Resolves the adapter from the env’s tags and this model’s spec, then runs a per-episode loop. seeds gives a per-episode seed and sets the episode count unless max_episodes is given; instruction is written into the model’s text inputs each episode. env_or_address is an env object exposing reset/step (e.g. a RemoteEnv), an object with an address, or a bare address string the loop dials.

Parameters:

env_or_address (object)
seeds (Sequence[int] | None)
max_episodes (int | None)
instruction (str | None)
close_env (bool)
token (str)

Return type:

RunResult

serve(address, *, token='', options=None)[source]¶

Host this model as an endpoint (blocking).

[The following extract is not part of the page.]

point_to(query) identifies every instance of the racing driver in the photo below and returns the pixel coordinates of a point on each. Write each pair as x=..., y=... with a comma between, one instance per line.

A spec’d model resolves its adapter per route from the env contract the configure_route handshake delivers, then applies it around predict; a spec-less / DELEGATED model serves its own predict directly.

Parameters:

address (str)
token (str)
options (ServeOptions | None)

Return type:

None

run_local(env_address, *, token='')[source]¶

Native worker loop against a remote env, until interrupted (no metrics).

Parameters:

env_address (str)
token (str)

Return type:

None

run_local_for_episodes(env_address, *, token='', max_episodes)[source]¶

Native worker loop against a remote env for a fixed episode count (no metrics).

Parameters:

env_address (str)
token (str)
max_episodes (int)

Return type:

None

Concrete Models¶

Concrete backend model classes inherit ModelBase and only change value conversion:

Class	Import	Observation type	Action encoding
Native model	`rlmesh.Model`	RLMesh-native values and primitives	RLMesh-native values
NumPy model	`rlmesh.numpy.Model`	NumPy arrays, primitives, and containers	NumPy arrays and primitives
Torch model	`rlmesh.torch.Model`	Torch tensors, primitives, and containers	Torch tensors and primitives
JAX model	`rlmesh.jax.Model`	JAX arrays, primitives, and containers	JAX arrays and primitives

See NumPy, Torch, and JAX for backend helpers.